Check out os.stat() for file size and file.readlines([sizehint]). Those two functions should be all you need for the reading part, and hopefully you know how to do the writing :)

Kamil Kisiel
Thanks for the answer - your suggestions are working well so far for reading the file. When I've finished, I'll also try a binary version that doesn't read one line at a time.
quamrana
What is wrong with `os.path.getsize(filename)`?
J.F. Sebastian
+1  A: 

You can use wc and split (see the respective manpages) to get the desired effect. In bash:

split -dl$((`wc -l 'filename'|sed 's/ .*$//'` / 3 + 1)) filename filename-chunk.

produces 3 parts of the same linecount (with a rounding error in the last, of course), named filename-chunk.00 to filename-chunk.02.

Svante
Yes, it is not Python, but why use a screwdriver to apply a nail?
Svante
Well it's not really a screwdriver vs. nail... python often is a great way to accomplish simple tasks such as this. And I don't want to bash bash (pun intended) but that is not really... readable :)
Agos
It is very readable, you just need to know the language.
Svante
A: 

Or, a python version of wc and split:

lines = 0
for l in open(filename): lines += 1

Then some code to read the first lines/3 into one file, the next lines/3 into another , etc.

Claudiu
No need to keep the count manually, use enumerate:for l, line in enumerate(open(filename)):...
Matthew Trevor
A: 

I've written the program and it seems to work fine. So thanks to Kamil Kisiel for getting me started.
(Note that FileSizeParts() is a function not shown here)
Later I may get round to doing a version that does a binary read to see if its any quicker.

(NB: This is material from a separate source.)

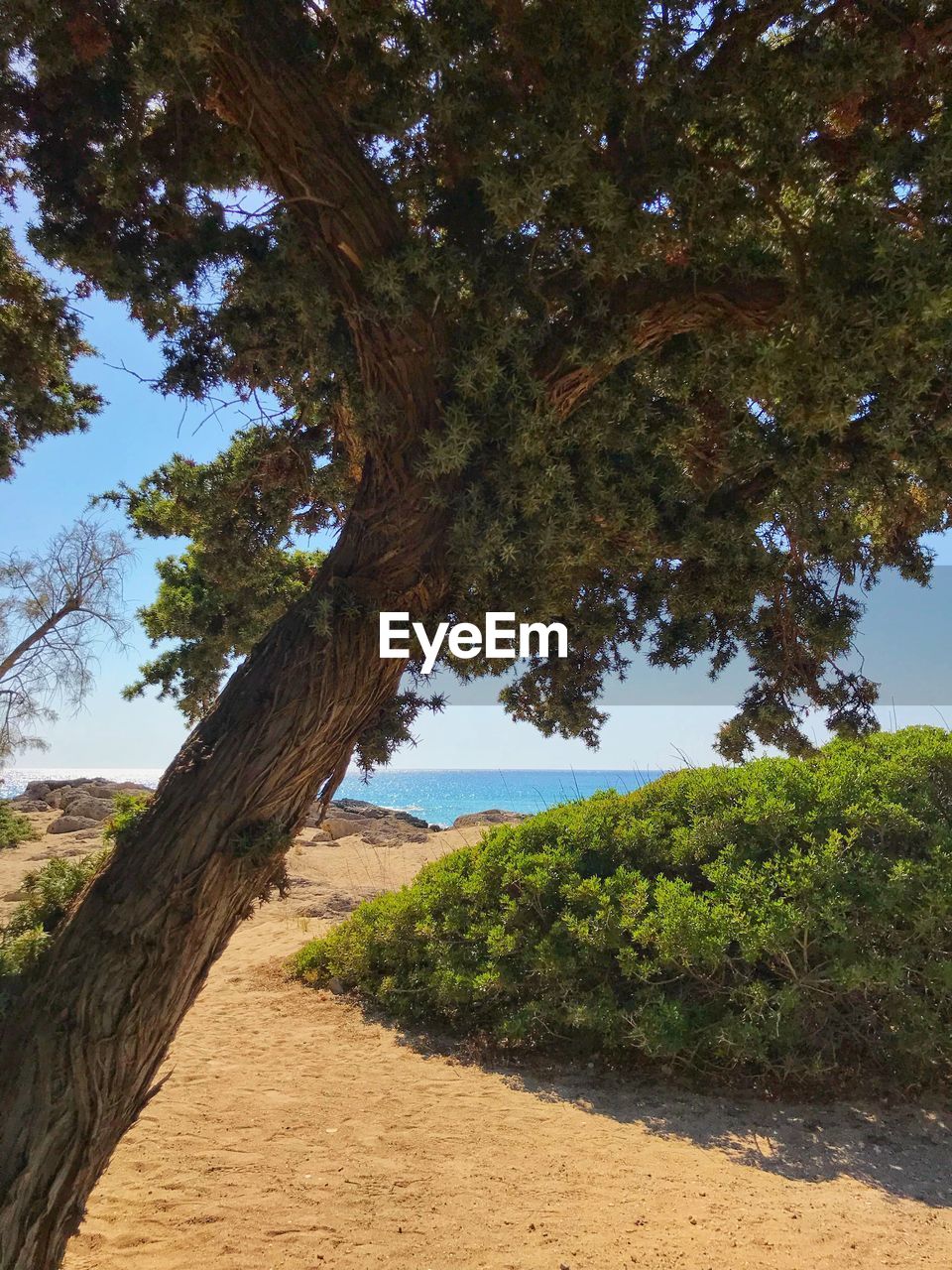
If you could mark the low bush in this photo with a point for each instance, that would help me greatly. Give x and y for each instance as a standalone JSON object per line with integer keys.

def Split(inputFile,numParts,outputName):
    fileSize=os.stat(inputFile).st_size
    parts=FileSizeParts(fileSize,numParts)
    openInputFile = open(inputFile, 'r')
    outPart=1
    for part in parts:
        if openInputFile.tell()<fileSize:
            fullOutputName=outputName+os.extsep+str(outPart)
            outPart+=1
            openOutputFile=open(fullOutputName,'w')
            openOutputFile.writelines(openInputFile.readlines(part))
            openOutputFile.close()
    openInputFile.close()
    return outPart-1
quamrana
+2  A: 

linux has a split command

split -l 100000 file.txt

would split into files of equal 100,000 line size

+1  A: 

don't forget seek() and mmap() for random access to files.

def getSomeChunk(filename, start, len):
    fobj = open(filename, 'r+b')
    m = mmap.mmap(fobj.fileno(), 0)
    return m[start:start+len]
Joe Koberg
A: 

This generator method is a (slow) way to get a slice of lines without blowing up your memory.

def slicefile(filename, start, end):
    for i, line in enumerate(open(filename)):
        if i >= end:
            return
        if start <= i:
            yield line

out = open("/blah.txt", "w")
for line in slicefile("/python26/readme.txt", 10, 15):
    out.write(line)
Ryan Ginstrom